1988: Die Ausstellung

Im Jahr 1838 nahm bekanntermaßen die Berlin-Potsdamer Eisenbahn ihren Betrieb auf. Dies war (drei Jahre nach der Eröffnung der Strecke zwischen Nürnberg und Fürth) die erste Eisenbahn auf preußischem Boden.

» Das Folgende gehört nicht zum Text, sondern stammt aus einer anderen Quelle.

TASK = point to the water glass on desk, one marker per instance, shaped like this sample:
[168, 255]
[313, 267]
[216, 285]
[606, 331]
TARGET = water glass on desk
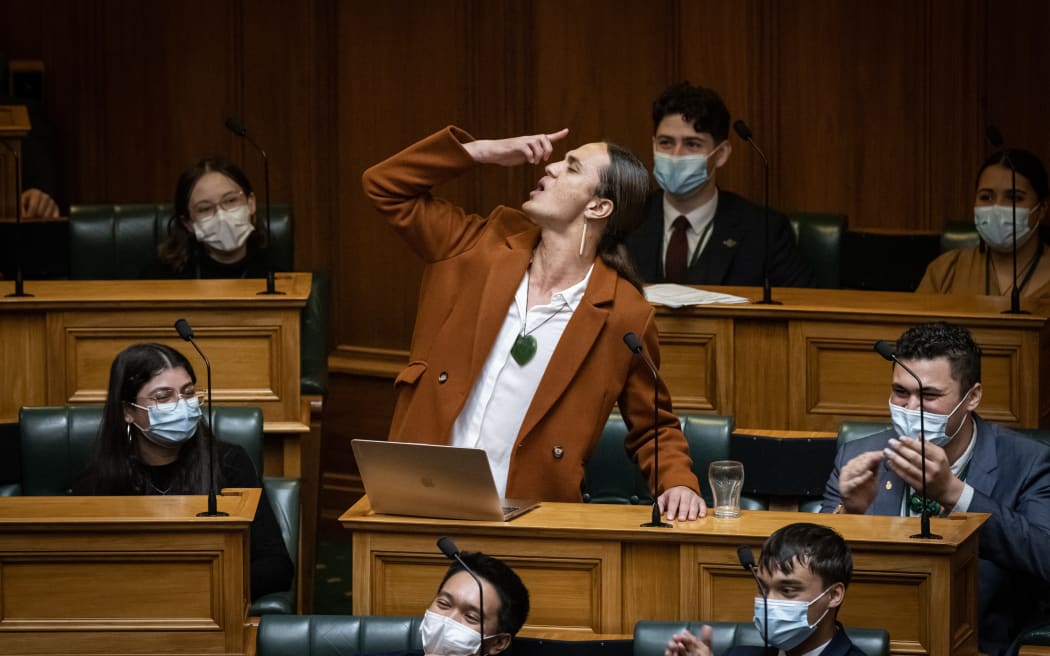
[727, 482]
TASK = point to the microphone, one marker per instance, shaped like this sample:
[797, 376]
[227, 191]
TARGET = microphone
[747, 558]
[19, 281]
[995, 141]
[447, 547]
[234, 125]
[886, 351]
[744, 132]
[634, 344]
[184, 330]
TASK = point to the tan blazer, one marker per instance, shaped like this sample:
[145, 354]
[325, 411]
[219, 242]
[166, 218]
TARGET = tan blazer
[473, 268]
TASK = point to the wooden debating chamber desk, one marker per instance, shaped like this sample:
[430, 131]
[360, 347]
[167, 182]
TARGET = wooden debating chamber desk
[590, 568]
[124, 574]
[57, 345]
[810, 363]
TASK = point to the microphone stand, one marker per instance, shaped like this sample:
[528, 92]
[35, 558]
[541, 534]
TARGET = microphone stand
[635, 345]
[238, 128]
[448, 548]
[184, 330]
[882, 346]
[19, 281]
[744, 132]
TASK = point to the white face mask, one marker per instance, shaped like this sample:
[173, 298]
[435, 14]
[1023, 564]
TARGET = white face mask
[444, 636]
[225, 231]
[994, 224]
[789, 623]
[907, 423]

Hundertfünfzig Jahre später war die Situation der Eisenbahn in Berlin noch durch die historische Kuriosität der Teilung geprägt. Es war daher für die Ausrichter des Jubiläums im Jahr 1988 kein leichtes Unterfangen, eine Veranstaltung auf die Beine zu stellen, die nicht von vornherein den Charakter des Provinziellen tragen würde. Dass es gleichwohl möglich wurde, der Öffentlichkeit eine bemerkenswerte Fahrzeugschau aus 150 Jahren (besser: 153 — denn auch der "Adler" war mit von der Partie) Eisenbahngeschichte zu präsentieren, war dem Zusammenwirken vieler Beteiligter zu danken. Unter Federführung des Bezirksamts Zehlendorf und der BVG, die damals das Gelände des Güterbahnhofs Zehlendorf für Zwecke der S-Bahn nutzte, nahmen immerhin die Deutsche Bundesbahn, das Verkehrsmuseum Nürnberg, das damalige Verkehrsmuseum Berlin (heute Deutsches Technikmuseum Berlin), einige Berliner Privatbahnen und die in Berlin ansäs­sigen Museumsbahn-Vereine teil.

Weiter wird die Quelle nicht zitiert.